La fille de « La Liste » (chanson semi-consacrée au panthéon des déclarations d’amour modernes), celle qui avait rangé un paquet de souvenirs sous sa frange. On l’avait un perdue, noyée dans le flot des chanteuses que chaque maison signait voyant en elles les nouvelles Françoise Hardy. A tort, on les a rangées sur le même étalage, oubliant qu’aucune n’était le double de l’autre. Rose c’est la fille à la guitare, à la mélancolie moderne, au « Je » assumé, une sensibilité franche et pudique : ceci rassemblé dessine les contours de ce que Rose a donné à voir depuis son premier album en 2006. « Et puis Juin » en plein coeur de l’hiver sonne l’heure de son retour.
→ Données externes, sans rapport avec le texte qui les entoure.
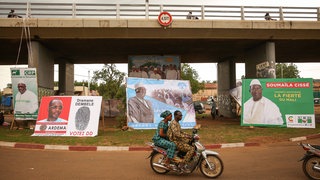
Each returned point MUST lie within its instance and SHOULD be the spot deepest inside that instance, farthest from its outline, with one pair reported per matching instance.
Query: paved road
(274, 161)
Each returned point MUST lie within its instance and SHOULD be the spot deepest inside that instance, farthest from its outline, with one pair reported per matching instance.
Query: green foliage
(284, 70)
(110, 80)
(188, 73)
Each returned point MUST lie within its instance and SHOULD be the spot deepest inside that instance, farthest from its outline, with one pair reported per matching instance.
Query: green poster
(278, 102)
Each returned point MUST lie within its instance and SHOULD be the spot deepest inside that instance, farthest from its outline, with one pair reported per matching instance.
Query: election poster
(154, 67)
(25, 93)
(278, 102)
(148, 98)
(68, 116)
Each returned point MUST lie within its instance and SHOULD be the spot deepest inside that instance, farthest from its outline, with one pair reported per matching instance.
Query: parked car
(199, 107)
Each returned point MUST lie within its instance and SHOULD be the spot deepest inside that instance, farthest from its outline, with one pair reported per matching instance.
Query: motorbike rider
(161, 139)
(180, 138)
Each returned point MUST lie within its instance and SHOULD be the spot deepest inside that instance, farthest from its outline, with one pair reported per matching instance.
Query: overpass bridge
(61, 33)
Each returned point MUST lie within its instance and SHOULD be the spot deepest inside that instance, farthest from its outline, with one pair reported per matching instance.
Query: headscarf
(165, 114)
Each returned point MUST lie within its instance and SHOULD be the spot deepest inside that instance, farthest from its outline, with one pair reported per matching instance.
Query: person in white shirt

Le premier single est de ces mélodies que Rose a toujours su fabriquer, douce et efficace. Le refrain revient naturellement en tête, ce « Et puis Juin, et puis toi », hymne à la maternité entre impatience et réalité, qui a le mérite de ne pas s’encombrer des mièvreries lexicales trop souvent employées dans l’exercice. Mais avec « Aux éclats je ris » au refrain contrasté entre une voix blanche et ce « Mais parfois encore, je crève de cette vie, je me mords les lèvres », mais avec ce « Je me manque » qui rejoint « L’acide » et « Je sais plus » au rang des plus beaux titres de Rose, mais avec « C’est donc rien », la chanteuse dévoile le bonheur tel qu’il est, lorsqu’il est entier, c’est-à-dire ambivalent. De sensations contradictoires, d’états seconds en secondes successives, se glisse « Comme si c’était demain » : sur la douceur écorchée de Rose s’étale dans le doute où s’invite un clavier laissant flotter la vérité. Un bonheur face A, face B qui fait sourire au nom des images qu’il invoque, « J’aime(pas) » : ce qui est con est parfois bon. La Rose mélancolique gifle en résonances mais les chansons d’amours réussies sont aussi belles d’autant d’échos. Un peu de pastel sur le noir… qui n’en voudrait pas ? « Mais ça va » résume bien cet état là, ces parenthèses qu’il est aussi bon de chanter que les nuits d’étouffements.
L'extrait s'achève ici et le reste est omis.